Back in Nikko ai had time to grab a snack before getting on the
4:50 train back to Tokyo. i was in Tokyo by
7:30 and in Azubuguban by
8:45 very ready for a showr and bed. unfortunelty this was not to be - or more corectly not untill much later - as Keir had not hid the key outside I was unable to get into his flat. After calling Keir he was able to leave work and get home by
10:30. I needed to find a way to ocupy myself for an hour and a half. I had managed to run out of money and only had ¥456 on me, banks are colsed after five and I was not shore were the closest seven eleven was. ¥456 in not enough yen to get you much from a cafe in Japan so hiding in a cafe was not an option. In the end I went to the convenience store bout some yoghurt then went to a vending machine to get a hot chocolate. I then wrapped up in my coat in the outdoor stair well to Keir's apartment and listened to music and played games ( cogs and set ) on my ipad until Keri came home.
Today after a very big sleep in -awake
at 10am and in bed until 11am- Keir and I went out for brunch to my favourite vegetarian restaurant in Azabujuban.
At 1:30pm Keir and I parted ways, he to work and me to a garden. I spend three hours in the Koishikawa gardens, listening to music, looking at the view and painting. It was a very pleasant way to spend a day. Once the garden closed I took to metro to Shibuya in such of a jazz cafe. Unfortunately I have been unable to find the cafe but I did find a craft shop selling lots a funky material. An hour or so later I exited the shop, with some great fabric which you will see turned into some summer dresses and skirts ( with the help of Stephi). Shibuya at night is truly a spectacular sight, neon signs light up the side of buildings. The amount of people out of the streets even now
at 9:30pm is amazing ( I write this is a second story cafe looking down on all the pedestrians).

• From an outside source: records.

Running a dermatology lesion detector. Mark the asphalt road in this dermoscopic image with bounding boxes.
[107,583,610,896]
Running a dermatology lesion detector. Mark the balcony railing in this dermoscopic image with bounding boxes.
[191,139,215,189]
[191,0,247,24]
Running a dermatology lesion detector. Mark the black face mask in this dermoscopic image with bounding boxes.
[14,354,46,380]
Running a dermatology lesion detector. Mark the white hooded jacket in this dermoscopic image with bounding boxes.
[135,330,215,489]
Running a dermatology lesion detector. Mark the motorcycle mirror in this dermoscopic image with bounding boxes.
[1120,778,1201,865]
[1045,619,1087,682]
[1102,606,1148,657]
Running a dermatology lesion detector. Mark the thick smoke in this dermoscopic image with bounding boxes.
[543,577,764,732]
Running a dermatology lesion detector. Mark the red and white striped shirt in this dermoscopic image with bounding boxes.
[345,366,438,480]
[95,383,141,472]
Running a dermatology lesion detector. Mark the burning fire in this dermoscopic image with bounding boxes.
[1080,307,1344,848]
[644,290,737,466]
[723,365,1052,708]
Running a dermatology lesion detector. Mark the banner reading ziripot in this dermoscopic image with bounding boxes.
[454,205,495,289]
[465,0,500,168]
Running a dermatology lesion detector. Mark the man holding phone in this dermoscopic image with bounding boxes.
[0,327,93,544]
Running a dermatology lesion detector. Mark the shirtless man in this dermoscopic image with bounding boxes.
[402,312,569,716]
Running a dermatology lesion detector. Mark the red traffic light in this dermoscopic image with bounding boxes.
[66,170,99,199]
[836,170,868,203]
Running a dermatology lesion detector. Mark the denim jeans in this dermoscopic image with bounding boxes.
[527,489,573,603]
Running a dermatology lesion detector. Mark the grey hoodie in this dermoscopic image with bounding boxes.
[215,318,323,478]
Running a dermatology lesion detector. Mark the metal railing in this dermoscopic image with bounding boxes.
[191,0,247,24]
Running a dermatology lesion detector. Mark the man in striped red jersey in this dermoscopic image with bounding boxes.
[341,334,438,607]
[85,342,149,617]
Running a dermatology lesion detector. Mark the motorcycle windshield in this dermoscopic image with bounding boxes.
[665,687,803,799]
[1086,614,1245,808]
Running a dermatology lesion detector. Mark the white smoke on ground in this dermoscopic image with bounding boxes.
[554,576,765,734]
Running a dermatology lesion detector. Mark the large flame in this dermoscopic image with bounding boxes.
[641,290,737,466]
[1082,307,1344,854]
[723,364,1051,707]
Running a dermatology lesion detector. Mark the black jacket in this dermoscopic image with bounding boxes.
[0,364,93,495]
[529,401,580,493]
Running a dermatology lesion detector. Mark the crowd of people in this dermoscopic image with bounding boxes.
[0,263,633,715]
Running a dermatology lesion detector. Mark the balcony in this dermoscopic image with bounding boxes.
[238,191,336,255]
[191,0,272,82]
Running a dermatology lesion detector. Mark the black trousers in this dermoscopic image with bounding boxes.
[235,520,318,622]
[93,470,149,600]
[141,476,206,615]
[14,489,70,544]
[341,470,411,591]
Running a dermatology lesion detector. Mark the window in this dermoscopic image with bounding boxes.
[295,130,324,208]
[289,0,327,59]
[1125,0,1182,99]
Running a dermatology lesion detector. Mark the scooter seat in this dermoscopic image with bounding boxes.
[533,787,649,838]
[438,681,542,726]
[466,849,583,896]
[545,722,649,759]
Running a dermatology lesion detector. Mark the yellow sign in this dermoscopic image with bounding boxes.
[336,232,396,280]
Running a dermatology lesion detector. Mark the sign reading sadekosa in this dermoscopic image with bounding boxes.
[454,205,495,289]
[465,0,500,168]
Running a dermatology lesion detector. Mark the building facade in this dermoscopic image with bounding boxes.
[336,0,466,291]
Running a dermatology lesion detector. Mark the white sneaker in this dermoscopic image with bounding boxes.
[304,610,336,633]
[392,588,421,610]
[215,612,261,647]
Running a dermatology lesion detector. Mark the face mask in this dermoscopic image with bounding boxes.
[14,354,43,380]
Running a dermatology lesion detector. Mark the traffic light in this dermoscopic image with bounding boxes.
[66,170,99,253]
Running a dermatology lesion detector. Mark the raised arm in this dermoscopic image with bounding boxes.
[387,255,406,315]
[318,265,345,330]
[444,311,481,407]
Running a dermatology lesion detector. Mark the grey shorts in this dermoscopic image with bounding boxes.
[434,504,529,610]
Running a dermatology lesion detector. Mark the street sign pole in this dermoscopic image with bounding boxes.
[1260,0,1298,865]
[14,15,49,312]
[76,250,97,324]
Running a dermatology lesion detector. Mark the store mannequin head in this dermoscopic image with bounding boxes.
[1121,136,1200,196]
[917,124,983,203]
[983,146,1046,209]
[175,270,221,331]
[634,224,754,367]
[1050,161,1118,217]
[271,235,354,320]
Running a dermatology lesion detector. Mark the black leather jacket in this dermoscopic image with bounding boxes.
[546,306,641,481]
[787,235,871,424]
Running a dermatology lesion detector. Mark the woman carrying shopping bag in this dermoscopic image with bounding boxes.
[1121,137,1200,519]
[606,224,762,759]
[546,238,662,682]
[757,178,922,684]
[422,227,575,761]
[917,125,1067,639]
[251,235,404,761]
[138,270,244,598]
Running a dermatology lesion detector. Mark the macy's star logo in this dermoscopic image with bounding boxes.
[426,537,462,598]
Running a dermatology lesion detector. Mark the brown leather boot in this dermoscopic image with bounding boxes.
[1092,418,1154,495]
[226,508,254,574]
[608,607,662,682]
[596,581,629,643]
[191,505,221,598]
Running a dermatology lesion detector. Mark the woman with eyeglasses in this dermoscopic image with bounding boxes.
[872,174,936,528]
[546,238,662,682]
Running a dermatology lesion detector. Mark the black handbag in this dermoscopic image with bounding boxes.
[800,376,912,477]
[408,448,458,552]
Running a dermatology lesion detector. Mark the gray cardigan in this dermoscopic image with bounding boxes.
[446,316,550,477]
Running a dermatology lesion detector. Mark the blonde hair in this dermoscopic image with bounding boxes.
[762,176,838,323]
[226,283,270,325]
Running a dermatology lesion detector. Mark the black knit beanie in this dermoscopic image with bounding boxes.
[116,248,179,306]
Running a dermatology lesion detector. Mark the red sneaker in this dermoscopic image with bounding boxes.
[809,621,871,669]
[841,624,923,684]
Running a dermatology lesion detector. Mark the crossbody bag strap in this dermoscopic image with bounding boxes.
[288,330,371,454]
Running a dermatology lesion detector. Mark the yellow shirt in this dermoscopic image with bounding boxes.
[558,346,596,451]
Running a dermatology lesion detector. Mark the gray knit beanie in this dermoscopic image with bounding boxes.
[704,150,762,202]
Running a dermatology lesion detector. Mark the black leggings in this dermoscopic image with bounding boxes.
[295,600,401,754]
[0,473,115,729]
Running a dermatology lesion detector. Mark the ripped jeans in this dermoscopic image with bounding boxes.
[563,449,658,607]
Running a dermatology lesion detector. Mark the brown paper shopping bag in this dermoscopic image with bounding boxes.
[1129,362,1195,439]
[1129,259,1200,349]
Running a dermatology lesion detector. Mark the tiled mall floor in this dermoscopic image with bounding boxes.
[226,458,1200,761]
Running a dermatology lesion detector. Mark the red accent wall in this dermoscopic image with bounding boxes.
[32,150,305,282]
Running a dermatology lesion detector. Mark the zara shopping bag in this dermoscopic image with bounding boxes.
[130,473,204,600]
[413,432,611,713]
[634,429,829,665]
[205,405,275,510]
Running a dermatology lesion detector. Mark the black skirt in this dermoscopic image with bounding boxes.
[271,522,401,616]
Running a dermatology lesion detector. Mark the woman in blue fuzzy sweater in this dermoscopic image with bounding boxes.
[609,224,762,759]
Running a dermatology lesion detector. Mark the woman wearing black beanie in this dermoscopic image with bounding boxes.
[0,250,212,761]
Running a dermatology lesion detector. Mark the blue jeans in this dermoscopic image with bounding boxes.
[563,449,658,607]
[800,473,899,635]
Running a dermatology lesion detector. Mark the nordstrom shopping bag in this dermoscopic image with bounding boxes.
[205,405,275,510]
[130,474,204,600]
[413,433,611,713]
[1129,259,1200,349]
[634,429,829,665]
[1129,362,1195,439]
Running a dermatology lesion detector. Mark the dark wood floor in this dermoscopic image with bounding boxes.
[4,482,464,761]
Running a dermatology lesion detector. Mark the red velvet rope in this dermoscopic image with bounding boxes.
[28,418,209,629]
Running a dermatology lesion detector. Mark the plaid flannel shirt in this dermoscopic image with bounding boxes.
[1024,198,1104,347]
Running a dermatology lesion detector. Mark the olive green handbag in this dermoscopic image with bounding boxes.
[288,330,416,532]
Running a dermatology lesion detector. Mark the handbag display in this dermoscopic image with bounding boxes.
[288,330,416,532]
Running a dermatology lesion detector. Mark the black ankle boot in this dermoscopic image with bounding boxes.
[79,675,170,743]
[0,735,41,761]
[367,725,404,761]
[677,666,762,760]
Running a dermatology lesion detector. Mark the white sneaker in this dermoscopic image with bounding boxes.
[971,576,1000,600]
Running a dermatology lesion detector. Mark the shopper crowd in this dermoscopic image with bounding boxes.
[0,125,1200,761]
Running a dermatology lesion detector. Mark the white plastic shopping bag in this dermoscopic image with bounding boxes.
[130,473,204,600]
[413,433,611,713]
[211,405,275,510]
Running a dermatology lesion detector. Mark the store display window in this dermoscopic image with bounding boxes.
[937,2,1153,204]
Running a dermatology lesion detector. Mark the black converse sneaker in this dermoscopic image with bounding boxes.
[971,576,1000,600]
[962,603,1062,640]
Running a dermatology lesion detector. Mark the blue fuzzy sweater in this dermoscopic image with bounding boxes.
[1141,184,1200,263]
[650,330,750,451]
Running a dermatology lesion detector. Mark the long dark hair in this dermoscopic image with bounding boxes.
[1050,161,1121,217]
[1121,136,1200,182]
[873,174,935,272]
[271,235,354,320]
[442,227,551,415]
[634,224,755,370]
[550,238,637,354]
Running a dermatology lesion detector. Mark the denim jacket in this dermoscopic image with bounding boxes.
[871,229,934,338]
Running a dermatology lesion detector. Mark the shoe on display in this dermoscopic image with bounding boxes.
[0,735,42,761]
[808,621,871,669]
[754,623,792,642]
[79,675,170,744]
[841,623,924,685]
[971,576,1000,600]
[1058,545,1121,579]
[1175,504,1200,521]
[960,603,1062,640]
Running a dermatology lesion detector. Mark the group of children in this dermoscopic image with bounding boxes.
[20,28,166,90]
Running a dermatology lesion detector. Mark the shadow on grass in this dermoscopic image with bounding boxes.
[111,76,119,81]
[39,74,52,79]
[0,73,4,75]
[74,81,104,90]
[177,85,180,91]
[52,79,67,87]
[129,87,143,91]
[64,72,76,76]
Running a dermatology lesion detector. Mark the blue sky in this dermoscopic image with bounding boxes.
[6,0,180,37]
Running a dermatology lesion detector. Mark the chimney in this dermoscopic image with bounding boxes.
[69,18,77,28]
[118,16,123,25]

The intersection near the train station is terrifying I don't think I have ever see so many people moving all at once outside of a sports or movie event. There must have been hundreds of people crossing the road when the lights went green. Think of Flinders street station intersection times ten or twenty, it was full on. I got to watch all the people crossing the road from the second story of the train station, it s fascinating to watch the flow of people and how they have to more around cars that have been cought in the intersection. Well I think Ill call it a night for this blog, it is
9:45 and I still need to get back to Azabujuban. I send lots of love, Acushla.